Book Review: Security Culture Playbook

Title: The Security Culture Playbook: An Executive Guide To Reducing Risk and Developing Your Human Defense Layer

Author: Perry Carpenter, Kai Roer

Overall: Worth reading!

I haven’t found a lot of books talking about security awareness — from either the content or administration side, and that’s a shame. There’s a glut of technical books, and a sprinkle of business books, but very little on the teaching side. Comparatively, I haven’t seen as many awareness vendors as I have, say, vulnerability management vendors. Most offer some kind of phishing test platform, which makes sense. As much as everyone hates them, phishing tests are an oft-repeated security control of choice. As practitioners, we don’t really have another option to offer, either. If you don’t do phishing tests and training videos, what are you doing to address training and awareness?

Like many, I picked this up during a Humble Bundle deal.

Chapter 2 addresses an obvious question: Breaches exist, so how effective is what we’re doing? Spoiler alert: It’s not.

The rest of the book is an exercise in moving the needle from where we’re at to a perfect awareness utopia.

That starts with convincing the powers-that-be to invest the required resources. They’re business people and understand the concept of continuous improvement and the Toyota process. I’ve had seven classes out of 18 in my MBA so far; six of them have mentioned Toyota.

Chapter 3 dives into what exactly is going wrong with how programs run now. Carpenter describes his knowledge-intention-behavior gap, and that’s exactly as it sounds. Just because we give people information (don’t click the thing!) doesn’t guarantee that they’re going to remember or apply the information (clicks the thing anyway). Be honest: How are those new year resolutions going to go?

Chapter 4 defines terms. I liked the lessons learned from safety culture but I’m already convinced safety and security need to work together. I’m also a huge fan of context; here, the greater context is the timeline of industrial safety. The oil and gas business industry didn’t emerge with regulations in place. It took decades for public sentiment to think workplace accidents should be the exception instead of the norm; it took more decades to develop standards and teach people new ways of working. The industry is solidly in the middle of this cycle.

Chapter 6 gets into measurable areas with which to work. Specifically, how does security affect the behaviors and values of a specific group of people? Humans are dumb, panicky animals and we want to do what the group is doing. If it’s socially acceptable to click the thing, more people will click the thing. (Alternatively: Wear a mask during a pandemic.) Importantly, if practitioners want compliance with policies, practitioners need to provide the structure needed to support compliance. Chapter 9 is more metrics and how to measure something as fuzzy as culture.

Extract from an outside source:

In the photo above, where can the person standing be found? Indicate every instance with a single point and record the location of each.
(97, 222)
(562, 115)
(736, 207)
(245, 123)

Chapter 8 sets up Yet Another Framework. It works, as there are many suggestions on how to engage those that the practitioners wish to train. Only one of these options is phishing tests. Others include newsletters, giveaways, games, and events. In other words, get out there, and get marketing.

The rest of the book combines marketing concepts and How To Win Friends and Influence People. Getting people to not click the thing certainly requires a dash of both. Security has to meet people where they are in order to lead them to where we want them to be; as always, there’s nothing for it but to do it. Unfortunately, it’s not an area technology can program its way out of this time.